In August 2020, a lawsuit was filed against the Government of Saudi Arabia by the families of victims of the Florida shooting. A 152-page complaint was filed in the federal court of Pensacola, asserting that the Saudi government was aware of the gunman’s radical conviction and could have averted the killings. The complaint is centered on a shooting incident at the Naval Air Station Pensacola, happened on December 6, 2019.
Mohammed Saeed Alshamrani, a Saudi aviation student, sprayed bullets that took three lives and injured 13, including sheriff’s deputies. After nine months of the incident, a U.S. official disclosed that Mohammed Saeed Alshamrani was influenced by Al-Qaida before joining the U.S. military training program. The lawsuit casts a wide net of indictments against Alshamrani. It contends, for instance, the officials in KSA were aware of Alshamrani’s links with al-Qaida yet failed to monitor and report him. Families of the victims claimed that the shooter already informed his Saudi colleagues about his heinous intentions to kill, one night earlier. However, none of his fellows reported him and instead called him out ill on his absence.

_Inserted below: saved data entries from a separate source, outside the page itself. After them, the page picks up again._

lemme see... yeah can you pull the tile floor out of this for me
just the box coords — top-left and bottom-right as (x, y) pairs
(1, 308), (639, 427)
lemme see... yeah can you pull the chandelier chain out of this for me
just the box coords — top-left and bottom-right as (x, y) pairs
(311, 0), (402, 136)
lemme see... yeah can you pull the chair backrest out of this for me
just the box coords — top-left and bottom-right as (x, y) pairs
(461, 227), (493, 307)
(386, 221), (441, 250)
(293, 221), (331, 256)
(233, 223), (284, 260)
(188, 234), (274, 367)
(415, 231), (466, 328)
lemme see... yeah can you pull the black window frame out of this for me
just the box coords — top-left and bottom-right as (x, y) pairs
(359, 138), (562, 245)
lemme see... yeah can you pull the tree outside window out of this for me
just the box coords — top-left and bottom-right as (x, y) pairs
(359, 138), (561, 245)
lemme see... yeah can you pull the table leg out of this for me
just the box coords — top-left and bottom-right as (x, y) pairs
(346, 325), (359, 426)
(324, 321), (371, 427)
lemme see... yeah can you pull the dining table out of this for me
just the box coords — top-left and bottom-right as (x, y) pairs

The attack compelled an immediate investigation by the Trump administration. Subsequently, the then-Attorney General William Barr proclaimed, last year, that 21 Saudi trainees had social media accounts exhibiting anti-American sentiment, support for armed groups, or “contact with child pornography.” Consequentially, U.S. officials expelled several Saudi trainees. Though the Saudi government has not responded to the suit yet, however; it could be a litmus test for the Biden administration, who has pledged to reconsider Trump policies of silence on Human Rights conditions in KSA.